The tusks make it worth the risk. After a couple of expeditions to Bolshoy Lyakhovskiy Island, where Gorokhov found spectacular specimens in the seaside bluffs, he has moved on to the more distant Kotelnyy Island. Even now, as hundreds of others have rushed to join him, Gorokhov keeps a step ahead. “I’ve been doing this so long I almost think like a paleontologist,” he says. On Kotelnyy he’s noticed that as the permafrost thaws and settles each summer, mammoth tusks resting on a layer of ice below begin to peek out of the tundra. “Every year there’s another crop,” he says.

It is almost midnight at Gorokhov’s home along the Yana River, some 50 miles south of where it flows into the Laptev Sea. The embers of a September sunset streak the horizon orange—they will linger all night at this latitude—and the ghostly green lights of the aurora borealis are starting to dance across the sky. Gorokhov, just back to Ust-Yansk after his five-month island expedition, leads me to a wooden shed behind the house. Inside are nearly two dozen mammoth tusks, some wrapped in white cloth, others—including the 150-pounder he found that day on Kotelnyy—immersed in water in a large aluminum tub. “If the tusks are exposed to air, they start to crack,” Gorokhov explains. “I have to keep them in good condition. They are my future.”

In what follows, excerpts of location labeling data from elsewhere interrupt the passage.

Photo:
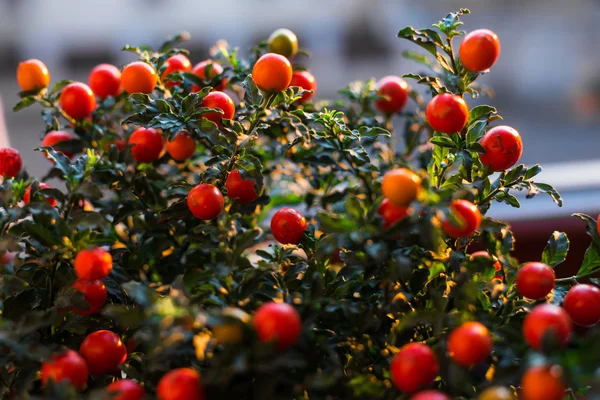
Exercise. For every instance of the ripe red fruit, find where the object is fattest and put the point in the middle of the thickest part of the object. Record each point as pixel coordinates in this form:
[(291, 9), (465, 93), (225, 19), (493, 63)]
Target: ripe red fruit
[(55, 137), (242, 190), (306, 81), (582, 303), (447, 113), (277, 322), (535, 280), (395, 94), (467, 216), (77, 100), (178, 62), (105, 81), (503, 148), (205, 201), (272, 73), (542, 382), (43, 185), (181, 147), (288, 226), (413, 367), (221, 101), (479, 50), (470, 344), (95, 295), (10, 162), (93, 264), (104, 352), (390, 213), (430, 395), (180, 384), (546, 319), (125, 389), (147, 144), (216, 69), (68, 366)]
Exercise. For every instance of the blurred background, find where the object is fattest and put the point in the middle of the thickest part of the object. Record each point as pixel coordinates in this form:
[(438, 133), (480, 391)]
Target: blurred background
[(546, 81)]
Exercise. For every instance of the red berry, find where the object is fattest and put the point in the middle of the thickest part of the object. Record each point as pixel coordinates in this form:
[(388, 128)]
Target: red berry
[(242, 190), (180, 384), (306, 81), (470, 344), (394, 92), (68, 366), (10, 162), (277, 322), (93, 264), (77, 100), (147, 144), (535, 280), (105, 81), (288, 226), (95, 295), (447, 113), (543, 320), (413, 367), (582, 303), (503, 148), (205, 201), (104, 352)]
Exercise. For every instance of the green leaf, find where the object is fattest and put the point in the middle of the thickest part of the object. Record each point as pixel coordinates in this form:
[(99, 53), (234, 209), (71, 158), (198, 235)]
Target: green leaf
[(556, 250)]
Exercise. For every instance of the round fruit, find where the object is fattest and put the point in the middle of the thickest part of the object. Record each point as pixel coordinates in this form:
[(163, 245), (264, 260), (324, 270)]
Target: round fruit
[(503, 148), (582, 303), (32, 75), (272, 73), (497, 393), (43, 185), (479, 50), (394, 92), (535, 280), (182, 147), (467, 219), (104, 352), (278, 322), (430, 395), (93, 264), (401, 186), (542, 383), (178, 62), (216, 69), (288, 226), (95, 295), (10, 162), (284, 42), (413, 367), (77, 100), (55, 137), (470, 344), (390, 213), (546, 319), (68, 366), (125, 389), (447, 113), (205, 201), (242, 190), (139, 77), (219, 100), (306, 81), (180, 384), (147, 144), (105, 81)]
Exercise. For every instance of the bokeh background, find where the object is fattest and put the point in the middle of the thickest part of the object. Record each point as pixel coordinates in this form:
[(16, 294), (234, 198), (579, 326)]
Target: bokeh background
[(546, 82)]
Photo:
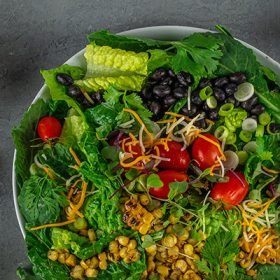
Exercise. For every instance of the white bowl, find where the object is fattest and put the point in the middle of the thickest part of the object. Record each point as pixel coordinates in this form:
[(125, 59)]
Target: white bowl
[(155, 32)]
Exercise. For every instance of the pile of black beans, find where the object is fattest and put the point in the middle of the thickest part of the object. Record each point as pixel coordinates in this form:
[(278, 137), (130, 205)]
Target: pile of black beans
[(76, 93), (223, 90), (163, 89)]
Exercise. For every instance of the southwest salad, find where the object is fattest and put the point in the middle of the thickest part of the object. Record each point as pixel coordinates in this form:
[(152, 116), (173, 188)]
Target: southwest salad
[(158, 160)]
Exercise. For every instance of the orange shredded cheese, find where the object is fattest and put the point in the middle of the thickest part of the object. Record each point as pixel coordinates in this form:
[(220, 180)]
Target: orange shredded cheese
[(54, 225), (270, 170), (136, 116), (214, 143)]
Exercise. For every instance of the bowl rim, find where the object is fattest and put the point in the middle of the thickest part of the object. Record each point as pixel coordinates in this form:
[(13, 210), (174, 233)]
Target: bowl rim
[(148, 31)]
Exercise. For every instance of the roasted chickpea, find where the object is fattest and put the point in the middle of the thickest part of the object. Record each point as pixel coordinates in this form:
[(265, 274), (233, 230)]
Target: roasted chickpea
[(173, 220), (188, 249), (123, 240), (151, 250), (91, 273), (169, 241), (94, 262), (144, 199), (114, 246), (132, 244), (157, 213), (181, 265), (163, 270), (52, 255)]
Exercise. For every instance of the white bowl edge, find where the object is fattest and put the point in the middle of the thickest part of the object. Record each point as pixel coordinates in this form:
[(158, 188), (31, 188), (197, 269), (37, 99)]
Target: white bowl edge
[(173, 32)]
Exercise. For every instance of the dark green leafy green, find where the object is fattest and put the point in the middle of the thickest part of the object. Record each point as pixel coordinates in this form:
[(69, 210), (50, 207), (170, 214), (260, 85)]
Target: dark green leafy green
[(65, 239), (58, 91), (154, 181), (23, 134), (58, 159), (219, 252), (39, 200)]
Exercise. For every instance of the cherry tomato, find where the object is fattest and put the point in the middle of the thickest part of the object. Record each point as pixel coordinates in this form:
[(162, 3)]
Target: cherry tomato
[(233, 191), (167, 176), (179, 160), (204, 152), (49, 127)]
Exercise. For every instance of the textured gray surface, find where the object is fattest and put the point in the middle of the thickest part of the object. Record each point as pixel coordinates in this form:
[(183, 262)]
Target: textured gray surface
[(43, 34)]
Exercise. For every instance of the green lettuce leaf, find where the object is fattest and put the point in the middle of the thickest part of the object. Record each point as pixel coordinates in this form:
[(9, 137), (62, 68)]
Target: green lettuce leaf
[(58, 91), (39, 200), (125, 70), (23, 134)]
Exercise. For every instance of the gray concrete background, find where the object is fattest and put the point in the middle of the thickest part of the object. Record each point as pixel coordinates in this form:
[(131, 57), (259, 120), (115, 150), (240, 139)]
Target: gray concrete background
[(43, 34)]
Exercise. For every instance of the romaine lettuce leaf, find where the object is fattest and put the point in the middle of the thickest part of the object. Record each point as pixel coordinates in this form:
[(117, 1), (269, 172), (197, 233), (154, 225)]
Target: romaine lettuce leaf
[(125, 70), (23, 134), (58, 91)]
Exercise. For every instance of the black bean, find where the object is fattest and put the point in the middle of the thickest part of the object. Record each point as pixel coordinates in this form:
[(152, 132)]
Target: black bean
[(219, 94), (190, 113), (258, 109), (169, 100), (184, 78), (255, 117), (237, 77), (166, 81), (155, 108), (146, 93), (195, 98), (74, 91), (274, 127), (213, 114), (179, 92), (221, 82), (87, 104), (171, 73), (158, 74), (230, 89), (248, 104), (204, 83), (161, 90), (64, 79), (201, 123), (205, 107)]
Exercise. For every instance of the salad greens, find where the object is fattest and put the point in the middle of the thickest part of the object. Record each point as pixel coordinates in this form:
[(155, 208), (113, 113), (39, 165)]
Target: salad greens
[(101, 167)]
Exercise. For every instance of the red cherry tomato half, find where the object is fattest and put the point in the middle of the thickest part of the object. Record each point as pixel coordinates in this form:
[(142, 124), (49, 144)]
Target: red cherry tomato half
[(179, 160), (233, 191), (204, 152), (49, 127), (167, 176)]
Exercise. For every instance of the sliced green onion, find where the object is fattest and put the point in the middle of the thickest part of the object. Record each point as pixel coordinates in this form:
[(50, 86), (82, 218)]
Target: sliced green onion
[(259, 130), (221, 133), (243, 156), (231, 139), (249, 124), (244, 92), (245, 135), (231, 161), (226, 109), (211, 102), (250, 147), (264, 118), (205, 93)]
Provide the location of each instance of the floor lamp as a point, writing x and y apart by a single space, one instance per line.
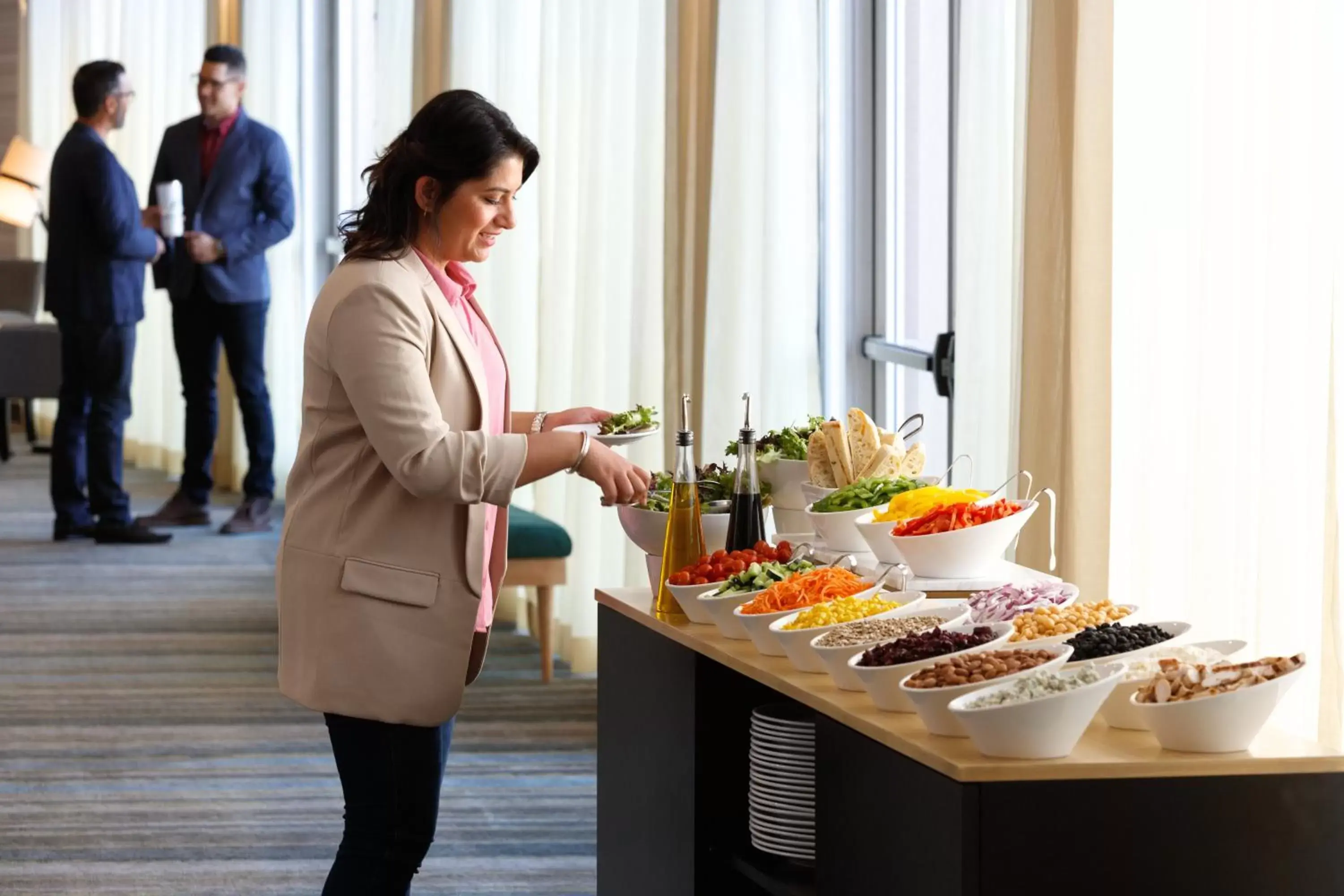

The tusks in the tub—Gorokhov’s summer haul—weigh a total of 1,100 pounds. Most three-man crews bring back barely half that amount, while some wander the tundra for five months and find nothing at all. Gorokhov is also fortunate that he now has enough resources—boat, snowmobile, satellite phone, GPS—to operate independently. Many tusk hunters work for a salary or a small percentage of the profits. With prices so high, this will surely be Gorokhov’s most lucrative haul—worth anywhere from $150,000 to $300,000. But he’s in no hurry to sell locally. If he waits until winter ice-fishing season, he’ll be able to transport them up the frozen river and then by road to Yakutsk, where prices are 40 percent higher.

Gorokhov’s wife, Sardaana, and their five-year-old daughter are waiting for him in Yakutsk. He hasn’t seen them in six months. “When I get back, my wife will stroke my beard for one night and then demand that I shave it off,” he says. This may be the last time he hunts for tusks. “I haven’t seen a real summer in a decade,” he says. “I have this dream of traveling to some exotic country like India or Vietnam.” Gorokhov has never left Yakutiya. Even mild temperatures make him sweat profusely. There’s another factor that may make him postpone his vacation plans. “My wife is always telling me to stop,” he says. “But when she sees how much I found this summer, she’ll be pushing me to go back out again.”